Cultivating Intentional Play Time

Children just know how to have fun, don’t they? And it really doesn’t take much for them to burst into play. Children also have a knack for making us laugh…at them and at ourselves! The challenge, I am finding for myself, is to intentionally put away my “scheduled” activities to actually learn – as an adult – how to play. Now before you flip off of this page altogether, let me introduce you to a variety of ways to play, not all of them involving toys, and not all of them involving children!

Baking is a form of play. Wait – I hear you arguing with me. But think about it for a minute…you get to put a lot of different things into a bowl, dip in your hands and squish that created substance into a ball. Then you get to throw it onto the countertop, beat it with your fist, and smooth it into shape. And that’s just the beginning of the fun!

Gardening is a form of play as well. Remember when you were a child how you loved to sit in the mud after a rain and dig deep into the earth? Perhaps you found a wiggly worm to play with, or maybe you formed the mud into a pie and pretended to eat it. Maybe you imagined you were driving a bulldozer over a mountain of dirt, creating a road on which others would one day drive. All of those forms of play may have led you directly to the place where you feel most like a child – happy and carefree within the garden setting of your dreams.

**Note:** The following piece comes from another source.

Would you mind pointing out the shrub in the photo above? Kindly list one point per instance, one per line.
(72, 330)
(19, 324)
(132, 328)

Maybe there is nothing better in your world than to grab a camera and take off at sunset to photograph the blaze in the sky. Playtime for you may be navigating life behind the lens of your Iphone, or the antique camera you just purchased last summer. It also might mean that you grab paper and pen and head to your favorite spot in the woods to draw in the last moments of the day before the sun sizzles into the valley below. You’re an artist (or a wanna be) and playtime to you looks like discovering beauty in the world outside your home.

Playtime….could be as simple as holding that new grandbaby and getting lost in the rhythm of love for a while. Embrace those moments. They have become gifts, and the gifts long to be opened.

Go ahead…grab your childhood bicycle and take a spin. Playtime to you is exercise….but nothing speaks joy like the wind in your face as you peddle along the sidewalk waving to neighbors as you pass by.

I hope that when you come to this page, you will find refreshment for your soul as you discover new – or rediscover old – ways to embrace play. No matter your age or physical abilities, there is something for you here. I can’t wait to meet you here again soon as we cultivate intentional play time together.